L’EXPOSITION NE S’ARRÊTE PAS AUX SEULES APPARENCES de la folie. Si elle nous présente à quoi ressemblent les fous à travers les âges au moyen d’une exploration de leurs représentations iconographiques, elle s’attache également à expliciter la dimension intérieure de la marginalité des fous. Et pour cause, les commissaires nous montrent que lorsqu’il s’agit de folie, l’habit fait le moine. En effet, l’exposition insiste sur le fait que les comportements ou les vêtements « hors normes » des fous sont autant de signes extérieurs d’une marginalité qui se vit et se ressent de l’intérieur. En d’autres termes, les fous sont non seulement ceux qui se comportent et s’habillent différemment des autres, mais aussi ceux qui pensent, vivent et voient la réalité autrement que la majorité. Si ce n’est pas dans l’apparence vestimentaire ou dans les critères physiques qu’il faut chercher la marginalité des fous, où est-elle ? Qui sont vraiment les fous ?
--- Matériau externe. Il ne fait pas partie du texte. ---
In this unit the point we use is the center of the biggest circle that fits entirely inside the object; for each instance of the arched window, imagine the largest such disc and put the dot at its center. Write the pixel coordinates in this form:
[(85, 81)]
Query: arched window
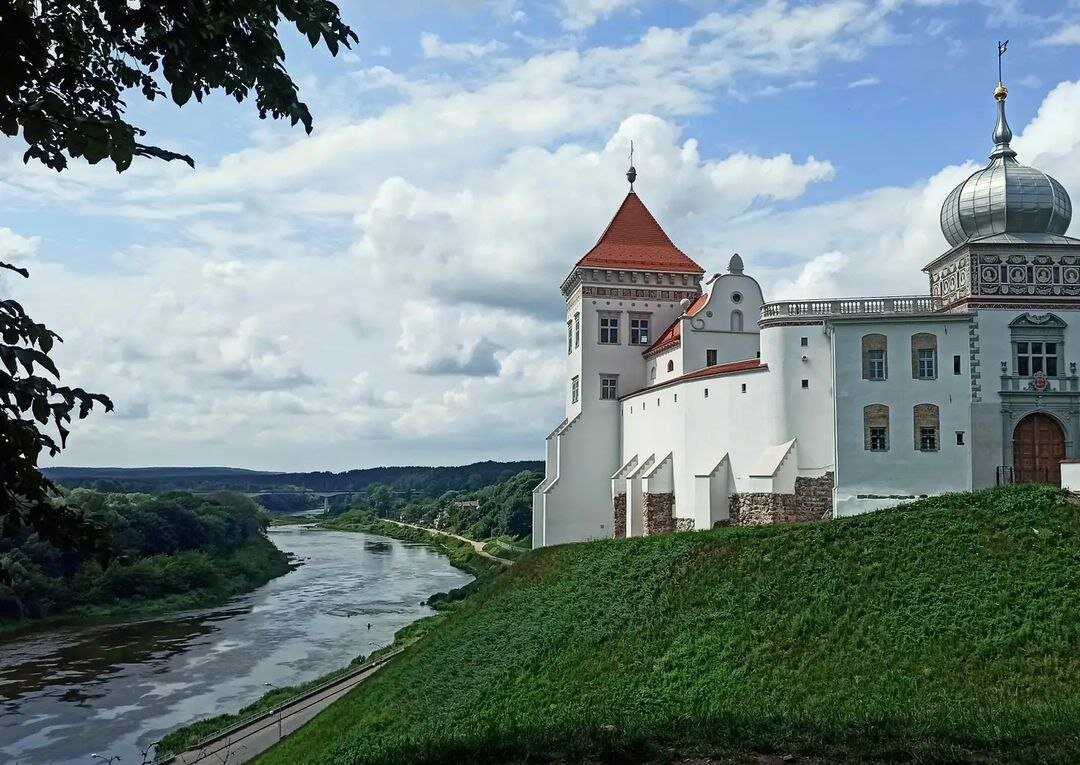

LÀ ENCORE, L’EXPOSITION NE NOUS DONNE PAS DE RÉPONSE simple et univoque, mais plutôt plusieurs réponses, parfois contradictoires, souvent inattendues. Si l’exposition donne à voir le lien entre folie et maladie, force est de constater que cette perception de la folie comme un trouble psychique, si elle nous apparait comme la plus évidente aujourd’hui, n’en est qu’une parmi de nombreuses autres. Et d’ailleurs, il nous faudra attendre la fin de l’exposition pour se trouver face au monumental tableau Le docteur Pinel médecin en chef à la Salpétrière faisant tomber les chaînes des aliénés en 1795 de Toni Robert Fleury (1837-1911), peinture qui commémore la fin de l’enfermement des « malades mentaux » dans des asiles insalubres et inhumains à la fin du 18e siècle.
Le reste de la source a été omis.